We know where the main Sam (Bankman-Fried) is — in Brooklyn’s Metropolitan Detention Center (reportedly sleeping in the same part of the jail as Diddy), nearly twelve months into a 25-year sentence for fraud.
But the location of Sam Trabucco have been an even greater mystery than why Michael Lewis can’t take criticism.
Let’s refresh our memories on Trabucco’s role in the FTX mess. You’d be forgiven for having forgotten, since he’s virtually disappeared since the Bankman-Fried empire collapsed.
Trabucco worked at Alameda Research from the beginning, sitting in Bankman-Fried’s inner circle. He became co-chief executive and ran the hedge-fund-cum-venture-capital-firm-cum-private-credit-unit alongside Caroline Ellison, but left the company in August 2022 — just a few months before it all blew up.
Unlike Ellison, and other key executives including Gary Wang and Nishad Singh, Trabucco has escaped almost any scrutiny of his role in FTX’s collapse. He wasn’t arrested, didn’t take the stand against his former boss and has said nothing publicly about the matter.
But thanks to a filing made on Monday, we can now see what he’s spent at least some of his time doing: settling privately with US authorities.
“Following extensive, arm’s length negotiations”, Trabucco has agreed to hand over the keys to two San Francisco apartments worth $8.7mn that he bought in June 2021, according to documents filed at Delaware’s bankruptcy court (available via administrator Kroll’s site, ctrl-F “Trabucco” here).
Trabucco also agreed to transfer the rights to $70mn worth of claims filed against FTX to the debtors, which include balances on FTX’s international and US exchanges, and is “including compensation” that he received from Alameda.

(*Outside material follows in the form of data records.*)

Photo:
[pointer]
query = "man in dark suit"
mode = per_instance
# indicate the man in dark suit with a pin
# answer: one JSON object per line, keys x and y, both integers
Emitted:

He also agreed to give up his 53-foot yacht, ‘Soak My Deck’, which he bought in March 2022 for $2.51mn. Trabucco appears to still be in San Francisco from the filing signature.
In total, the debtors will receive from Trabucco “approximately $80mn in value without the need for potentially costly and time-consuming litigation”, according to the document.

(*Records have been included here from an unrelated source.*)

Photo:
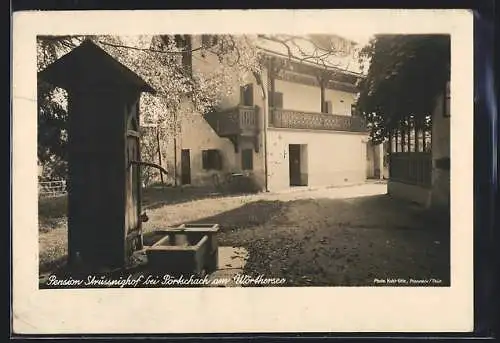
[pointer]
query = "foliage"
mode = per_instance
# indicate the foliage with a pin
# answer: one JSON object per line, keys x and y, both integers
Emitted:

It also sheds light on Trabucco’s role at Alameda — and his rewards. He was paid $20mn in cash during his time there, as well as receiving FTT and SRM tokens, and company equity. In a lawsuit also launched yesterday, in which the FTX administrators are suing Binance, they claim the exchange and its sister trading house “may have been insolvent from inception and certainly were balance-sheet insolvent by early 2021 “.
No problem though!
Between July 2020 and October 2021, Trabucco sold some of his FTT for about $30mn, with the filing saying that from his salary, withdrawals from his FTX.com accounts and, “other transfers made . . . for his benefit”, Trabucco totted up a tasty $40mn.
The purchase of the yacht points to more mixing of business with pleasure, as we now know FTX executives were wont to do: Trabucco transferred 2.51mn USDC from his FTX account to one of Alameda’s FTX accounts, and then Alameda wired the seller of the yacht $2.51mn, according to the filing.
Trabucco has until 26 November to appeal against the terms of the settlement.
Compared to the fate of his colleagues, many of whom will be eating prison food for a while, waving bye-bye to the boat isn’t a bad outcome.